A Toronto property manager wanted for first-degree murder in last summer's fatal shooting at a Little Italy ice cream parlour – one of four men accused in the dramatic slaying – appeared briefly in court in St. Catharines Friday on multiple cocaine-related charges after being extradited from Germany.
After two months behind bars in Cologne, where he was arrested Feb. 16, Martino Caputo, 39, was brought back to Ontario Thursday by two Niagara Regional Police officers.
The drug charges and the murder last June of John Raposo are directly connected, police believe.
Defence lawyer Greg Lafontaine, however, said Mr. Caputo will not be pleading guilty to anything.
"It's our position, based on the evidence we have in our possession by way of the Crown disclosure, that he'll be able to demonstrate his innocence," Mr. Lafontaine said after his client's short hearing Friday, where he was remanded in custody with another court date set for April 25.
He'll make a separate court appearance in Toronto next week, meanwhile, on the murder charges.
One of the three other people charged in Mr. Raposo's death on the crowded patio of the Sicilian Sidewalk Café at College Street and Montrose Avenue was a major-league cocaine dealer for whom Mr. Caputo worked, it's alleged.
Mr. Raposo, 35, was also known to police because of his links to the drug trade.
At his big funeral, he was eulogized as a family man, entrepreneur and doting father.
Police, however, knew him better as a low-level gang leader, at one time the leader of the McCormick Boys, a small west-end crew that bought drugs from Italian-Canadian gangsters and sold them on the street.
"It has always been the opinion of investigators that John Raposo was the victim of a targeted murder," Staff-Insp. Greg McLane of the homicide squad told reporters in February.
"My understanding is that he was involved in a criminal enterprise with these individuals and as a result he met his demise."
Mr. Raposo was watching a televised Euro Cup soccer game when he was gunned down by a killer wearing construction gear, including a dust mask, who walked up, shot his victim once in the head with a handgun and then fled, as shocked café patrons looked on.
Eight days later, 26-year-old Dean Wiwchar of Stouffville was arrested and charged with the killing.
Homicide detectives have alleged he was a hit-man hired by the other three accused – Mr. Caputo; reputed drug kingpin Nicola Nero, 36, of Niagara Falls; and Rabih Alkhalil, 25.
Mr. Nero and four other associates were arrested in November after police dismantled an alleged multi-million-dollar cocaine-importing operation and he has been in custody ever since.

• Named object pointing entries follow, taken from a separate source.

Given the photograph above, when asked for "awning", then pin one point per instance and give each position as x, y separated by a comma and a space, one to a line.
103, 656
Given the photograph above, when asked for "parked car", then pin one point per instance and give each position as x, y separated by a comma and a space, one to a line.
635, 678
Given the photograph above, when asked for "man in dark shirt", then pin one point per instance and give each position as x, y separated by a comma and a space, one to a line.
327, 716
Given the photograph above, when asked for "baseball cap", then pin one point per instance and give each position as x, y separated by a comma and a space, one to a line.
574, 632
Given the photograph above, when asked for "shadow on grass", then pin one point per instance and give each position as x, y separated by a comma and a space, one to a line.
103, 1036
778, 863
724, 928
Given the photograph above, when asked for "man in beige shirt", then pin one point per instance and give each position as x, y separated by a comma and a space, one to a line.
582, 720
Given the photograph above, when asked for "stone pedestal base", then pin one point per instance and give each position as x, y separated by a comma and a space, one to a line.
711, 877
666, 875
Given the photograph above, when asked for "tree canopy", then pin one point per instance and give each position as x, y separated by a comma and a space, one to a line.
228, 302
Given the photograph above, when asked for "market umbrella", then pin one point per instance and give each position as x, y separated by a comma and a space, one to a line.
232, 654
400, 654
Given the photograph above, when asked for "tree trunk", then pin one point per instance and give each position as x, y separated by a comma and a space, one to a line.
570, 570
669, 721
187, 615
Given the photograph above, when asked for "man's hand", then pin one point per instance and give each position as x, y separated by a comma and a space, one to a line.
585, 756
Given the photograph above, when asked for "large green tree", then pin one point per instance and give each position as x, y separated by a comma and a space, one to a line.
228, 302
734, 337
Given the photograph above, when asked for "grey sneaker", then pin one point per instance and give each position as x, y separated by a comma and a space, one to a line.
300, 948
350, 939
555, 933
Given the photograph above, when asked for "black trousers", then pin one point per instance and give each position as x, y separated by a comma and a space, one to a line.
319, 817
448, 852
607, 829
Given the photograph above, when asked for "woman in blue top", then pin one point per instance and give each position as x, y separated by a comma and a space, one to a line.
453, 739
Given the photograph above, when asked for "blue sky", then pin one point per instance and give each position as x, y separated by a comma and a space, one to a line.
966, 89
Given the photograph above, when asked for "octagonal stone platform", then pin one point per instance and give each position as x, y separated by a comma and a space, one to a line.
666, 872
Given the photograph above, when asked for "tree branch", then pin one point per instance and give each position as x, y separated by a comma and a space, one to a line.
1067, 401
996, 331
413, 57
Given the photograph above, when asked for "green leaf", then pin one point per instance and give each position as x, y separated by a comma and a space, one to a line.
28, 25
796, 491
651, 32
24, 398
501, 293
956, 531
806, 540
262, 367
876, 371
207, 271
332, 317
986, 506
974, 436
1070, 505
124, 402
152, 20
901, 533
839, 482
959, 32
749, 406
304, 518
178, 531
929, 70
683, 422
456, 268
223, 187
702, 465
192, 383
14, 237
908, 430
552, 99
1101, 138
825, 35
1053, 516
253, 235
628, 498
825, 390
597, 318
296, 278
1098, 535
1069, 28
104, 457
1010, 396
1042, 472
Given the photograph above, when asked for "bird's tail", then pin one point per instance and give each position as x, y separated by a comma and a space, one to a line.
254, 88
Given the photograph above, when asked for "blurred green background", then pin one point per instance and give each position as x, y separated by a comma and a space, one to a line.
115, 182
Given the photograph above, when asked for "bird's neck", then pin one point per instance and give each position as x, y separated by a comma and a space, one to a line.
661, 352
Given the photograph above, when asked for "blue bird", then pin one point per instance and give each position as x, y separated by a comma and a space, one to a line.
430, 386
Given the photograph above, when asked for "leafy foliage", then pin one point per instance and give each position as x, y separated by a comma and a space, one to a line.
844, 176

The drug charges involved in Mr. Caputo's Friday court hearing in St. Catharines stem from those arrests.
Of the four men accused of murdering Mr. Raposo, only Mr. Alkhalil is still being sought, although police know where he is.
Like Mr. Caputo, Mr. Alkhalil is alleged to have fled abroad after Mr. Raposo was slain.
He was arrested in Greece in January, and is currently in jail as an extradition application makes its way through the Greek courts.
A property manager with dual Canadian/Italian citizenship, Mr. Caputo had been in Europe since October, said Mr. Lafontaine, who disputed as "mindboggling" claims by Niagara police that Mr. Caputo was travelling on a false passport and was trying to gain entry to Poland when he was picked up in February.
"That's utterly false, my client was on a day trip from Dusseldorf to Cologne with a companion, and was carrying legitimate Canadian and Italian passports," Mr. Lafontaine said.
"I'm really, really disappointed in the press release the police issued. The way that was crafted could have all sorts of negative ramifications for my client's right to a fair trial, it causes there to be an appearance of flight when there is no evidence of flight at all.
"He was travelling, he does a great deal of travelling for pleasure and always has."
As to how Mr. Caputo is faring now, Mr. Lafontaine said, "He's doing as well as he can in the circumstances."